As I stated above, when Alice and I started bouncing around ideas for another One Off of the GBD I was considering songs that you could not NOT sing along to on the radio. On first blush I thought that this stood in opposition to Alice's suggestions, but she convinced me that they could happily live together, and she won me over. I guess I was initially skeptical because so many of the songs I find myself singing along to (keeping in mind that I have a terrible voice and hate to sing - and thus I only sing along when I'm alone in the car, and there aren't any cars within five miles) are, at least on the surface, pretty grim songs. For example: Uncle Tupelo's Moonshiner or Lucinda Williams's Jackson or Neil Young's Cowgirl in the Sand or the Drive-By Truckers' Two Daughters and a Beautiful Wife or Kathleen Edwards's Pink Emerson Radio or Rose Cousins's One New York Ago or . . . well, you get the point. That said, maybe they are actually, in the end, redemptive because they are all songs about journeys (although, I suppose, all songs are songs about journeys). Plus, I can't think of a truly bubbly happy song that I sing along to or even like. Maybe I just don't trust them because they are misleading; as we are reminded, April is the cruelest month.

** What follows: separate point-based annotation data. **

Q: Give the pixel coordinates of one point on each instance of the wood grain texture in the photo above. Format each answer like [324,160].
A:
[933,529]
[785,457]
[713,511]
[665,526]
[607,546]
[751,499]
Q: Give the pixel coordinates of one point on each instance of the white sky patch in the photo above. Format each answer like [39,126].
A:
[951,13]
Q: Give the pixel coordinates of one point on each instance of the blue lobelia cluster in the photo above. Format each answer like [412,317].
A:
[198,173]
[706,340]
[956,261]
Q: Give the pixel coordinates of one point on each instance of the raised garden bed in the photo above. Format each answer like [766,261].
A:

Now, having said all that, maybe all of this is actually not that complicated. Haruki Murakami (and all my friends have suffered through my man crush on Murakami), when talking about how music impacted his writing, talked about the songs he puts in his novels and short stories (he did have a novel called Norwegian Wood) - sometimes the songs are foregrounded and sometimes they're simply playing in the background (or sometimes the protagonist is just running a jazz club). However, he said the single biggest thing that music taught him about writing was the importance of rhythm and pacing, which helped bring about the appropriate feel of a novel. On a side note, maybe this is why it's easy to feel let down at the end of a Murakami novel; we're waiting for something magical to tie everything together, and that wasn't the point anyway. Anyway, maybe we're drawn to certain songs less because of the lyrics - the happiness or sadness - and instead just the feel. I remember our dearly departed friend GB who said that he loved Bob Dylan songs as much for their feel as anything.